[Info-vax] Databases versus RMS
David Froble
davef at tsoft-inc.com
Wed Apr 18 19:45:09 EDT 2012
Johnny Billquist wrote:
> On 2012-04-18 18:47, David Froble wrote:
>> Johnny Billquist wrote:
>>> On 2012-04-18 14:57, David Froble wrote:
>>>> Johnny Billquist wrote:
>>>>> On 2012-04-18 12:51, Dirk Munk wrote:
>>>>>> VAXman- @SendSpamHere.ORG wrote:
>>>>>>> In article<4f8dc739$0$1688$c3e8da3$50776f34 at news.astraweb.com>, JF
>>>>>>> Mezei<jfmezei.spamnot at vaxination.ca> writes:
>>>>>>>> {...snip...}
>>>>>>>>
>>>>>>>>> And, generaly speaking, Rdb is more "safe" then a plain RMS
>>>>>>>>> based "database".
>>>>>>>>
>>>>>>>> An RMS write tends to result in an immediate physical write to
>>>>>>>> disk.
>>>>>>>> (unless hidden by a storage array which delays writes).
>>>>>>>
>>>>>>> That's not true!
>>>>>>>
>>>>>> Indeed it is not. Cobol for instance has the deferred write option.
>>>>>
>>>>> Even beyond any language issue, or RMS details, the OS can cache and
>>>>> defer actual writes to the disk without you ever knowing about it. Not
>>>>> to mention that disks also cache things...
>>>>>
>>>>> Johnny
>>>>>
>>>>
>>>> If Cobol is doing a deferred write, ie; don't write the buffer until
>>>> necessary, then that is NOT a "write to disk".
>>>
>>> Right. And important to understand, as "RMS write" might mean
>>> different things to different people.
>>>
>>>> It's my understanding that VMS does a "write through cache", which
>>>> would
>>>> result in a directive to the storage device to "write" the data.
>>>> Now, if
>>>> you're using a storage device that doesn't do as it's told ....
>>>
>>> Unfortunately I have forgotten (if I ever knew) how VMS caching works.
>>> In RSX, writes can be deferred by the caching layer, which is located
>>> beneath the QIO processing in the OS.
>>> So, even when you have done the actual QIO to write the disk block, it
>>> might still not be written out to disk yet. It's basically a write
>>> back cache.
>>>
>>> From a performance point of view, I'd be surprised in VMS could not
>>> offer the same, but from a data safety point of view, write back is
>>> preferable...
>>>
>>> Johnny
>>>
>>
>> The disk caching implemented on VMS back in V7.2 or 7.3 or thereabouts
>> works very well. The write-through is a method to insure that data makes
>> it to the disk, or at least the disk controller, without you waiting on
>> a sync write to complete. Once you've done your write, your operation is
>> complete. What the caching does is update the cached data, AND,
>> initiates a write of the changed data to disk. This, additional reads of
>> the data can be satisfied from the cache, while data integrety is
>> assured, well within reason, by the write through to disk.
>
> Whoa! What you just described in the latter parts are a write-back cache.

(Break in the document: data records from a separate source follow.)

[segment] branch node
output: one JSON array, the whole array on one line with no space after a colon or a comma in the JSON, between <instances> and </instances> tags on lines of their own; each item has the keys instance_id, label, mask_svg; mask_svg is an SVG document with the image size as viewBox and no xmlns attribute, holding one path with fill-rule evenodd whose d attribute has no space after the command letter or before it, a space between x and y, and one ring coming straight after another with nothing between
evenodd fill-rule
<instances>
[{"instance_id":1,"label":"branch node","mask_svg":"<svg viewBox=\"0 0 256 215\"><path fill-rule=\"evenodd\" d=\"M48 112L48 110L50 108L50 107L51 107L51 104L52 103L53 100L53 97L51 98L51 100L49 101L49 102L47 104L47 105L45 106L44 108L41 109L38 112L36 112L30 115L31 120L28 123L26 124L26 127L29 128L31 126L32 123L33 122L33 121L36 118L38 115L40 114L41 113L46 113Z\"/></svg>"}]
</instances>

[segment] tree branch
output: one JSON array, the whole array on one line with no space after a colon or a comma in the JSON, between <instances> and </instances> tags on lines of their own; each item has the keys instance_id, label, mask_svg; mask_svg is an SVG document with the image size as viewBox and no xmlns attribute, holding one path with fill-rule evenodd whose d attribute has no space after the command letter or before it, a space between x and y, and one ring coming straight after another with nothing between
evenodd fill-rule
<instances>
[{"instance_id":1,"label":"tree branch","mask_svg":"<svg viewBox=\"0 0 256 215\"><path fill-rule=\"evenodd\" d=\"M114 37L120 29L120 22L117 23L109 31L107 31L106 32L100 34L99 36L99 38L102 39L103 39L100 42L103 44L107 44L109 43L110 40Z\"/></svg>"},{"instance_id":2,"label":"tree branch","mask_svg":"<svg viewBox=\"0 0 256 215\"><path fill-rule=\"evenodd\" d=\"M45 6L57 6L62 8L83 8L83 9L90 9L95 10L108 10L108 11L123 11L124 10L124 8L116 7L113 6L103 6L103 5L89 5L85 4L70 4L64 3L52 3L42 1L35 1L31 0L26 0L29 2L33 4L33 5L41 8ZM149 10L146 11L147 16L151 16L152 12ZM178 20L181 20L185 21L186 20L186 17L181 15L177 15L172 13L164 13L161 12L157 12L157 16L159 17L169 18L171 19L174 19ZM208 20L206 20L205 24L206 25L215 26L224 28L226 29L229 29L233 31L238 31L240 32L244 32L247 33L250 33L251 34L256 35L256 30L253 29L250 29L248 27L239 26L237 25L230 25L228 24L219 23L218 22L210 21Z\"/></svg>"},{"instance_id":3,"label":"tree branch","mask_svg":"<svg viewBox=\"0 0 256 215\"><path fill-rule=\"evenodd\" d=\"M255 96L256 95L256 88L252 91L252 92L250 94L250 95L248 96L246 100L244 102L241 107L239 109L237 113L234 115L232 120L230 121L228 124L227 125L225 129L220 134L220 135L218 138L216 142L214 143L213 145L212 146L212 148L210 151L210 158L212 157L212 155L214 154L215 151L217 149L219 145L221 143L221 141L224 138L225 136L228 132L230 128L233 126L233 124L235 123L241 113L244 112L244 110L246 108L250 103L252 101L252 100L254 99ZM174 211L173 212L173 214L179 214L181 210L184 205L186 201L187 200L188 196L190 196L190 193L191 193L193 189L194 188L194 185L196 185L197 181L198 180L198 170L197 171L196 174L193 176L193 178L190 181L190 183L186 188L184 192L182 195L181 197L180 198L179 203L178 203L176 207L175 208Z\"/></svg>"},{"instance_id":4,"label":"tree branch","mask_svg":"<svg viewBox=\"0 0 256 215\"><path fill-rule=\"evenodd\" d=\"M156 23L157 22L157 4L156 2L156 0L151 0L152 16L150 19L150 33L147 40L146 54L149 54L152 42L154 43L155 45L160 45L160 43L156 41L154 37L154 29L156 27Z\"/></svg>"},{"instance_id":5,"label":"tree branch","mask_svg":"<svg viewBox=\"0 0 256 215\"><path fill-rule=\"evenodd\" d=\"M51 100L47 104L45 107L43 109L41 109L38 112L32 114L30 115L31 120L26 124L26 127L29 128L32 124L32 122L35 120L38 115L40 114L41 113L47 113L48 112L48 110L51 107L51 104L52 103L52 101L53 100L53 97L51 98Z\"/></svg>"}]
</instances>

> If the write completes when the data have entered the cache subsystem,
> and the cache subsystem then initiates a write to save the data out to
> disk, then you have a write-back.
>
> In a write-through, your write operation does not complete until the
> data has actually been written out. The cache will be updated by the
> write, but the cache is not in control of the write.
>
> In the write-back cache, you might think the data have been written,
> since your operation have completed, but in reality that is not the
> case, since the cache subsystem might not have completed the write yet.
> It also means that if you get a power failure (for example) between your
> write completing, and the cache subsystem even starting the operation,
> means that your program though the data had been written, but in reality
> it was lost.
>
>> In general disk activity might be 90% reads, and 10% writes. In such a
>> scenario, cached data is read much more quickly, and, for the writes,
>> they go to disk as well as the cache, (actually, to the cache, and then
>> to disk). About as good as you can get, fast access from memory, and
>> write through to disk for integrity.
>
> There is a big and important difference between "go to disk as well as
> the cache" and "to the cache, and then to disk".
>
> Johnny
>
You are correct, and it has been years since I read the details. Since I don't remember
what I did this morning, it's quite likely that I don't retain the details I read years
ago. I do retain the vague assurance that I was pleased about what I read then with
respect to data integrity. So I'll remain pleased with the data caching on VMS, and if
someone wants to go back and look up the details, I'll read about it so I can forget it again.
Regardless, the term "write through" has remained in my feeble memory. Who knows, maybe I
actually remembered something ....
Note that I've been discussing the data / disk caching, not anything that RMS may do.